JEEP ÉLITE

ITW JEAN-MARC PANSA : "FAIRE ENCORE UNE OU DEUX SAISONS EN PRO B"

JeanMarc Pansa Antibes 201920 Sébastien Grasset
Crédit photo : Sébastien Grasset

Après avoir tenté de percer chez les professionnelles à Nanterre 92, Jean-Marc Pansa a tenté l'aventure à Antibes, en Pro B, sur la deuxième partie de saison 2019/20. Entretien avec ce jeune pivot à suivre.

Jean-Marc Pansa (2,08 m, 22 ans) fait vibrer les parquets français depuis quelques années maintenant. Pourtant dans son enfance, c’était un tout autre sport qui animait les journées du jeune Guyanais. Né à Kourou, ville où se trouve la base spatiale de l'agence spatiale européenne, en Guyane Jean-Marc a commencé sur le tard à jouer au basket.

Avant cela, il se dépensait sur les terrains de football en tant que gardien de but, et ce jusqu’à ses 14 ans. Mais à partir de son adolescence, après avoir énormément grandi, ses parents le poussent à jouer au basket : « Quand j’étais plus jeune je n’aimais pas du tout le basket. Mais quand j’ai commencé à avoir 13-14 ans j’ai grandi d’un coup donc mes parents voulaient que j'en fasse. Mais je ne voulais toujours pas donc je touchais à plein d’autres sports. » C’est alors qu’à la sortie d’un de ses entraînements à la piscine que Jean-Marc a rencontré un de ses amis qui pratiquait du basket. A ce moment-là, son ami lui a proposé de faire un un contre un et lui a expliqué que s’il perdait il devrait venir avec lui à un de ses entraînements. Jean-Marc, en tant que compétiteur, a accepté et défié son ami. Et c'est là que la magie a opéré : « Pendant le un contre un, je ne voulais pas le montrer mais je m’amusais et ça me plaisait. Et puis comme si ce n’était pas suffisant, le coach de l’équipe de basket de mon ami est passé au même moment et il m’a dit que si je voulais je pouvais passer à l’entraînement. A la suite du match j’ai perdu et j’ai donc dû honorer le pari d’aller à l’entraînement. »
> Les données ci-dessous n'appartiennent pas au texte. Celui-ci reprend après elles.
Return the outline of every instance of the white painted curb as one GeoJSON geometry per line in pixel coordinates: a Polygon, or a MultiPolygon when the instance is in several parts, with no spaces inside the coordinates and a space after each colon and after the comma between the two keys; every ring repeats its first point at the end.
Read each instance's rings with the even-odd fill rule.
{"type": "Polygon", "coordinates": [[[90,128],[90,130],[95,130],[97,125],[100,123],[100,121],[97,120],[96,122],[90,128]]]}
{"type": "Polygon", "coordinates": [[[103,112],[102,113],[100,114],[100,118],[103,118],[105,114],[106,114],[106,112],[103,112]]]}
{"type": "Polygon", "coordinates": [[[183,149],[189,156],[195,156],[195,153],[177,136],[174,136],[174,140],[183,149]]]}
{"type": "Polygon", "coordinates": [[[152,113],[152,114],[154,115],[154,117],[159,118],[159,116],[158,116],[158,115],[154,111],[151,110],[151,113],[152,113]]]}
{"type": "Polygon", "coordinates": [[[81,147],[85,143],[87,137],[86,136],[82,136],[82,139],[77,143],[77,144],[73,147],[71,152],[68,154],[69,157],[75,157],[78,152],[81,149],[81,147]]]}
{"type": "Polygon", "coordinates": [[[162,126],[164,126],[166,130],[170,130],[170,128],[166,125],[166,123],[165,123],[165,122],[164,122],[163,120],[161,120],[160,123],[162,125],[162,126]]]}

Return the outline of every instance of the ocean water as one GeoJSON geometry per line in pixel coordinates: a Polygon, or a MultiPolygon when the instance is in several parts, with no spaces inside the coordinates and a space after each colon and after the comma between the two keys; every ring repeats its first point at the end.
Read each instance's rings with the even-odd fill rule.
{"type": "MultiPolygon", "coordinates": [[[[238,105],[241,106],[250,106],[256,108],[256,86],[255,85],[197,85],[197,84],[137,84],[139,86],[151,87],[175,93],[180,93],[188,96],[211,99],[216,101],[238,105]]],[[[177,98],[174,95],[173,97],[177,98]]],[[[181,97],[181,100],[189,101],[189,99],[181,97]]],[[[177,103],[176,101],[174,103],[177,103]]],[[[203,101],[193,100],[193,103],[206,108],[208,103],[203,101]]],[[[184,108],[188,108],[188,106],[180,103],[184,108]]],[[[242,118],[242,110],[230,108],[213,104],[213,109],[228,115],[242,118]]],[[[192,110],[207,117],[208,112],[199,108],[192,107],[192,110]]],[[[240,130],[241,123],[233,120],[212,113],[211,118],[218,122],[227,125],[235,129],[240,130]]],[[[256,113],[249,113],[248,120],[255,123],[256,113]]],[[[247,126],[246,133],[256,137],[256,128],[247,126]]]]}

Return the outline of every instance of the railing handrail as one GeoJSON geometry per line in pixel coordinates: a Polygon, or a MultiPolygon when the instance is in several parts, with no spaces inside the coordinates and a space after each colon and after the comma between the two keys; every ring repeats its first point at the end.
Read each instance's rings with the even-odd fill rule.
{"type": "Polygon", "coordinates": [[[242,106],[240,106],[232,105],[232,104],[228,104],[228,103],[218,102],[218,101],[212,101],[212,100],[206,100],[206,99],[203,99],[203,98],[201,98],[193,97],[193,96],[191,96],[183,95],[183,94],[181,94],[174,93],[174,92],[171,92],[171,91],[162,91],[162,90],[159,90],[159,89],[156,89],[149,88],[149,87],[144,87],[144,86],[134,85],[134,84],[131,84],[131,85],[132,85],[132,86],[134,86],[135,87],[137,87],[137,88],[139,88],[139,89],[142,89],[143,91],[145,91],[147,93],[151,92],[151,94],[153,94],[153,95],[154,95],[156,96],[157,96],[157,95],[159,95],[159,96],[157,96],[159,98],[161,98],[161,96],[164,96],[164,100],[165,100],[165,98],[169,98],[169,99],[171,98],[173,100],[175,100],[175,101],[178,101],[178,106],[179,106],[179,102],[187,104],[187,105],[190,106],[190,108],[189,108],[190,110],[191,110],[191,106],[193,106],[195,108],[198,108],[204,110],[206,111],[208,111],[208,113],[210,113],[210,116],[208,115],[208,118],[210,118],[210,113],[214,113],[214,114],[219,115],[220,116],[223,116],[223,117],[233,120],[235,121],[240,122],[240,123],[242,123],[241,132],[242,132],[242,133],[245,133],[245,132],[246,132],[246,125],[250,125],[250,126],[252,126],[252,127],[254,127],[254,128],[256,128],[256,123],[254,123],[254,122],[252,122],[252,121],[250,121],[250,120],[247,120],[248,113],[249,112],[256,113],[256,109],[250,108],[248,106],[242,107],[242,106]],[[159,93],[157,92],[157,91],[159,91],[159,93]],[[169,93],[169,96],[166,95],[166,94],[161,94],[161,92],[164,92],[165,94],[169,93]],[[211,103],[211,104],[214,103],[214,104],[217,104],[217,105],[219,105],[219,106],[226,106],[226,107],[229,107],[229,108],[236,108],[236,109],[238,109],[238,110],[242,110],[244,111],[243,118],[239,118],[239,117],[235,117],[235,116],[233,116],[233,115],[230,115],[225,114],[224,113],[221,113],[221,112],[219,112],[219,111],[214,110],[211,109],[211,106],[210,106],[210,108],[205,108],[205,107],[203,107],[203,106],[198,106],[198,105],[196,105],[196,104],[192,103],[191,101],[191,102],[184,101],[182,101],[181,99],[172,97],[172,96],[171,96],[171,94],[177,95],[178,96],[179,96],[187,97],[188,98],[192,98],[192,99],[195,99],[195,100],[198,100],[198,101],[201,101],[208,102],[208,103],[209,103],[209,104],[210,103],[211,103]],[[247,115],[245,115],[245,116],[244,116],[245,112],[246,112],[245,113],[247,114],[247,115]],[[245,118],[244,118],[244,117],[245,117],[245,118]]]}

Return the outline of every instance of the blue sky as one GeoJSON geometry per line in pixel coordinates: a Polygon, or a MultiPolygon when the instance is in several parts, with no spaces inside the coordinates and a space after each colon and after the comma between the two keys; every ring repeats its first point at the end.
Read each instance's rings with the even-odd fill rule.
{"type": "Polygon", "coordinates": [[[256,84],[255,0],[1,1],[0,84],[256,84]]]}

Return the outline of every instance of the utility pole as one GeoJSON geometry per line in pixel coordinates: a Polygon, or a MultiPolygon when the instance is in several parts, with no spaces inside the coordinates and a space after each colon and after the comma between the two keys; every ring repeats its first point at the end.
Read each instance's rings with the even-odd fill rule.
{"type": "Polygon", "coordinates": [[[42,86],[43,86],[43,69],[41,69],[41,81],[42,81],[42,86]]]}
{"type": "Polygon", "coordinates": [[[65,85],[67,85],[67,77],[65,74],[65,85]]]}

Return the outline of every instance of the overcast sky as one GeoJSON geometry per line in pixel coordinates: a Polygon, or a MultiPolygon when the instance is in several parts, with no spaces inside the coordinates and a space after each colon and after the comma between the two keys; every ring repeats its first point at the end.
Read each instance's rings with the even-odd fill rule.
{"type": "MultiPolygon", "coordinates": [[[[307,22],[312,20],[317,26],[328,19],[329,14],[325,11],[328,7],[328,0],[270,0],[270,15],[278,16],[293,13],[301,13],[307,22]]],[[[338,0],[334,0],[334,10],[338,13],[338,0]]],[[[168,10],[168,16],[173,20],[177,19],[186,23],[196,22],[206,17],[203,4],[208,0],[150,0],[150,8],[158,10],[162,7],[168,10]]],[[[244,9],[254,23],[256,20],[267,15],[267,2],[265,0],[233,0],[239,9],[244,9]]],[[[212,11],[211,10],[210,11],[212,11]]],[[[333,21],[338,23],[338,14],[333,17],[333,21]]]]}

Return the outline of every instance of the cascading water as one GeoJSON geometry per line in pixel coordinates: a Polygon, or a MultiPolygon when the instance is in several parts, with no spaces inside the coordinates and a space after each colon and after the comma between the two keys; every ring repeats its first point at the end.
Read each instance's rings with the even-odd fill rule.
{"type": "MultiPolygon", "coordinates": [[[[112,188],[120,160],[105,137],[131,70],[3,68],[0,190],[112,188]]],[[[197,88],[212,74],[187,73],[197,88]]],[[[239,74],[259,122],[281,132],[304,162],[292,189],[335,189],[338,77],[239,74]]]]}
Une belle histoire puisque la semaine d’après, Jean-Marc a rejoint l’équipe pour faire des entraînements et y a pris goût : « Très rapidement j’ai aimé et le club m’a créé une licence, j’ai donc pu participer à mon premier match. » Grand pour son âge et progressant très vite, le jeune Guyanais s'est fait repérer par le club de Cholet alors qu’il participait au camp du joueur NBA Kévin Séraphin : « Lors de ce camp, Sylvain Delorme m’a observé et il m’a dit qu’il aimerait en voir davantage. A ce moment là, il ne pouvait pas me prendre au centre de formation donc il m’a dit qu’il continuerait de me suivre et il m’a proposé de revenir l’été pour participer à un nouveau camp pour voir si j’avais progressé. » Lors de ce camp la folle aventure de Jean-Marc a continué puisqu’après seulement quelques jours d’entraînement, le club de Nanterre est venu le voir pour lui proposer d’intégrer le centre de formation : « Tout est allé vite, c’était le premier voyage hors de Guyane pour moi, et sur place, au milieu de la semaine, le responsable du centre de formation de Nanterre est venu me proposer d’intégrer son centre de formation à la suite d’un désistement de joueurs. Je n’ai pas attendu le verdict de fin de semaine de Cholet, j’ai appelé mes parents et à la fin de semaine j’étais un joueur de la JSF. » C’est donc après seulement un an de basket dans les jambes, que Jean-Marc, âgé de 17 ans, s’est envolé pour la région parisienne afin de rejoindre le club de Nanterre.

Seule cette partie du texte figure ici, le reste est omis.